Das Dopamin-System – Motivation, Fokus und Belohnung
Ein weiterer zentraler Punkt ist das dopaminerge System. Dopamin ist ein Neurotransmitter, der bei Motivation, Aufmerksamkeit und der Verarbeitung von Belohnung eine wichtige Rolle spielt. Menschen mit ADHS haben oft eine gestörte Dopaminregulation – entweder wird zu wenig Dopamin freigesetzt, oder die Rezeptoren verarbeiten es nicht effizient genug.

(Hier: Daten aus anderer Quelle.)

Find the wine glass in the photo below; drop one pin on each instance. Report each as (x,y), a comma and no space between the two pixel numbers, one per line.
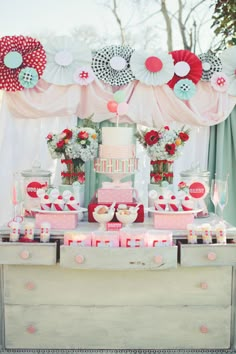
(219,194)
(222,190)
(214,194)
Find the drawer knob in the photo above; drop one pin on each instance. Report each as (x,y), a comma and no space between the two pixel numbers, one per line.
(30,285)
(25,254)
(204,285)
(79,259)
(211,256)
(158,259)
(204,329)
(31,329)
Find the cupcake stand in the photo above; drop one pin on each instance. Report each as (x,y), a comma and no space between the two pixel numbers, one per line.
(143,289)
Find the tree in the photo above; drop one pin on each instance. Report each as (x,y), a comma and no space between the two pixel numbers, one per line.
(224,21)
(183,21)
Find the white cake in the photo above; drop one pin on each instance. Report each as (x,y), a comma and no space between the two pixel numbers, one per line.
(117,151)
(117,136)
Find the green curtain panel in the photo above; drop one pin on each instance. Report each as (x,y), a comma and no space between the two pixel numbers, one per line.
(222,160)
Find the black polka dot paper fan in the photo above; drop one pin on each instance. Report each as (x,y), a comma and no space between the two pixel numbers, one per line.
(111,64)
(210,65)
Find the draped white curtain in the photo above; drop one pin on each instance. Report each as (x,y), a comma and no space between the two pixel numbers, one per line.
(22,141)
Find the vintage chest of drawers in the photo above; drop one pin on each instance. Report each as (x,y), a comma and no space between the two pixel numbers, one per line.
(165,298)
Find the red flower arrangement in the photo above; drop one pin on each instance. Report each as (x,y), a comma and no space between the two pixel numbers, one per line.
(163,147)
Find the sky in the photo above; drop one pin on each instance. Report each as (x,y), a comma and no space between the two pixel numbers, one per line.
(38,18)
(59,16)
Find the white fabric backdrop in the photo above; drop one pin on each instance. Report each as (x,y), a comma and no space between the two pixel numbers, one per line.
(22,141)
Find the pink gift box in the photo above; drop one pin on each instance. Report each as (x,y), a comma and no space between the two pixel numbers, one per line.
(105,239)
(76,238)
(113,226)
(120,195)
(132,238)
(155,238)
(172,221)
(57,220)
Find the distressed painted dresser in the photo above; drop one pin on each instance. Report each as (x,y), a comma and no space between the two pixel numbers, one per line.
(59,297)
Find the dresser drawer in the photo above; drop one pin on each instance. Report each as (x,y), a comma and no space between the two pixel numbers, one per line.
(27,253)
(208,255)
(57,285)
(118,258)
(126,327)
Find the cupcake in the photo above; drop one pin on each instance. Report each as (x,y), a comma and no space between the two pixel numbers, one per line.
(45,202)
(187,204)
(72,204)
(59,203)
(173,203)
(160,203)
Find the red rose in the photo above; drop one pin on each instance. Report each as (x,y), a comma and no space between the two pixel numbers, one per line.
(81,177)
(170,148)
(60,144)
(151,137)
(183,136)
(68,133)
(157,178)
(49,136)
(181,185)
(83,135)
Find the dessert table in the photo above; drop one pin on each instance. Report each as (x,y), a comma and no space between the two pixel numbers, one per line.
(174,299)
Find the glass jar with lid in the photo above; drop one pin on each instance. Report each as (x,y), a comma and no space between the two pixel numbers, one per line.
(34,179)
(195,182)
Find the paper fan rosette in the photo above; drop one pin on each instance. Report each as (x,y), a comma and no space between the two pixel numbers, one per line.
(111,64)
(210,65)
(22,62)
(64,56)
(186,66)
(152,69)
(228,58)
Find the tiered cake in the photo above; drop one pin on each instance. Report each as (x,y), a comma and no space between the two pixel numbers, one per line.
(116,160)
(116,153)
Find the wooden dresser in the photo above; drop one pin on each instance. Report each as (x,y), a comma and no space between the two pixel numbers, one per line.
(60,297)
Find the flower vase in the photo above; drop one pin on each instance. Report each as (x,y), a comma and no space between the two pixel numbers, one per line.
(161,170)
(74,172)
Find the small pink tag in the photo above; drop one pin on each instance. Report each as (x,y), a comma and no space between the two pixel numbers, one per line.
(114,226)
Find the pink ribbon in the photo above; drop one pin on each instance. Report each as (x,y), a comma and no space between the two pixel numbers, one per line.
(117,185)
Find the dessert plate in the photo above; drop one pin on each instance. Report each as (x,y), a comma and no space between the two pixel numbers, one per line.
(80,210)
(168,212)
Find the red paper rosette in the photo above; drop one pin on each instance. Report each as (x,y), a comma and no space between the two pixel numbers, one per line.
(17,53)
(186,66)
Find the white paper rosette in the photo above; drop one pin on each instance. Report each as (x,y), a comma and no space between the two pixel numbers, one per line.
(111,64)
(228,58)
(152,69)
(64,56)
(210,65)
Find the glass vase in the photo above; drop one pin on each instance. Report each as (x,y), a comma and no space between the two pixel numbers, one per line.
(74,171)
(161,170)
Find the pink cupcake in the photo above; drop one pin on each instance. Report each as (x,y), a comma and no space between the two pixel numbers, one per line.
(187,204)
(45,202)
(59,203)
(72,204)
(173,203)
(160,203)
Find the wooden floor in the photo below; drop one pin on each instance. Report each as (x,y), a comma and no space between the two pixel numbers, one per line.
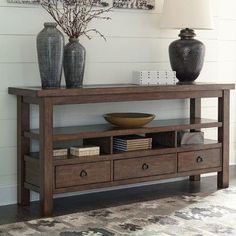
(14,213)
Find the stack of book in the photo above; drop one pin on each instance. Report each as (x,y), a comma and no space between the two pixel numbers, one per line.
(60,152)
(154,77)
(131,143)
(85,151)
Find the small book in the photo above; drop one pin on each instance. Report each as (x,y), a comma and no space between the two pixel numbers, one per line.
(60,152)
(131,143)
(85,151)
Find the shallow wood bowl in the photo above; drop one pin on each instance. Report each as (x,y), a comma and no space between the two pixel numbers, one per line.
(129,120)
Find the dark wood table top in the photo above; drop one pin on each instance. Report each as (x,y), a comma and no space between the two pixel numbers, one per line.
(106,89)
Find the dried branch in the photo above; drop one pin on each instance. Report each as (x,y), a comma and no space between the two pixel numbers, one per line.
(74,16)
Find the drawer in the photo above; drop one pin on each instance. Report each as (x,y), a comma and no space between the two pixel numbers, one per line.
(145,166)
(188,161)
(81,174)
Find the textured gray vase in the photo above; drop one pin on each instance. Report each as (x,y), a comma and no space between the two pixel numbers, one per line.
(74,63)
(187,56)
(50,46)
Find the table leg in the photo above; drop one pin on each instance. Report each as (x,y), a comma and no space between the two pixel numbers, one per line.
(46,160)
(23,147)
(195,112)
(223,137)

Deshalb fällt es schwer, Aufgaben zu beginnen oder durchzuhalten, wenn sie keine direkte emotionale Relevanz haben. Besonders betroffen sind sogenannte „niedrig stimulierende“ Tätigkeiten: Aufräumen, Papierkram, Ablage. Gleichzeitig erleben viele eine starke Motivation bei emotional bedeutungsvollen oder hochinteressanten Themen – hier kann es zu Hyperfokus kommen: einem intensiven, fast unerschütterlichen Konzentrationszustand.
Reizfilter und Reizoffenheit – Wenn alles gleichzeitig reinkommt
Ein gesundes Gehirn kann unwichtige Reize ausblenden – ein Gespräch bleibt im Fokus, obwohl das Handy summt, draußen ein Auto hupt und der Stuhl unbequem ist. Bei ADHS fehlt oft dieser innere Reizfilter. Das führt zu einer ständigen Reizüberflutung. Betroffene nehmen alles gleichzeitig wahr – das Gespräch, die Hintergrundmusik, die Geräusche, das Licht, die Temperatur, die eigenen Gedanken. Und das strengt an.
Diese Reizoffenheit kann positiv sein (z. B. für Kreativität oder Empathie), führt aber oft zu Überforderung, Erschöpfung und Reizbarkeit – besonders in lauten, hektischen oder sozial dichten Umgebungen.
Was Medikamente tun – und was nicht
Stimulanzien wie Methylphenidat (z. B. Ritalin, Medikinet) oder Lisdexamfetamin (z. B. Elvanse) verbessern die Signalübertragung im dopaminergen System. Sie helfen dem Gehirn, Reize besser zu filtern, Handlungen zu strukturieren und Impulse zu regulieren. Aber: Medikamente verändern keine Persönlichkeit und lösen keine emotionalen Blockaden. Sie sind wie eine Brille: Sie schaffen Klarheit, ersetzen aber nicht den Weg, den man gehen muss.
Was das Verständnis verändert
Wenn wir begreifen, dass ADHS kein Wollen-Problem, sondern ein Steuerungsproblem ist, verändert sich der Blick. Statt Vorwürfen entsteht Verständnis. Statt Scham kann Mitgefühl entstehen. Menschen mit ADHS „funktionieren“ nicht falsch – ihr Gehirn arbeitet nur anders. Und das braucht andere Strategien.
Das Wissen um die neurobiologischen Hintergründe kann entlasten. Es öffnet Türen für individuelle Lösungen: für ein anderes Zeitmanagement, mehr Pausen, strukturierte Räume, verständnisvolle Kommunikation, flexible Lern- und Arbeitsumfelder.
Fazit: Neurobiologie ist keine Entschuldigung – sondern eine Erklärung
ADHS ist kein Zeichen von Schwäche oder Unreife. Es ist Ausdruck eines anders verdrahteten Gehirns. Wer das versteht, kann beginnen, sich selbst besser zu begleiten – nicht gegen die eigene Struktur, sondern mit ihr. Denn im Kern geht es nicht um Kontrolle, sondern um Verständnis. Nicht um Disziplin, sondern um passende Rahmenbedingungen. Und nicht um Anpassung, sondern um Authentizität mit Struktur.
Wer ADHS hat, braucht kein Urteil – sondern eine Umgebung, die das Gehirn entlastet und das Potenzial sichtbar macht.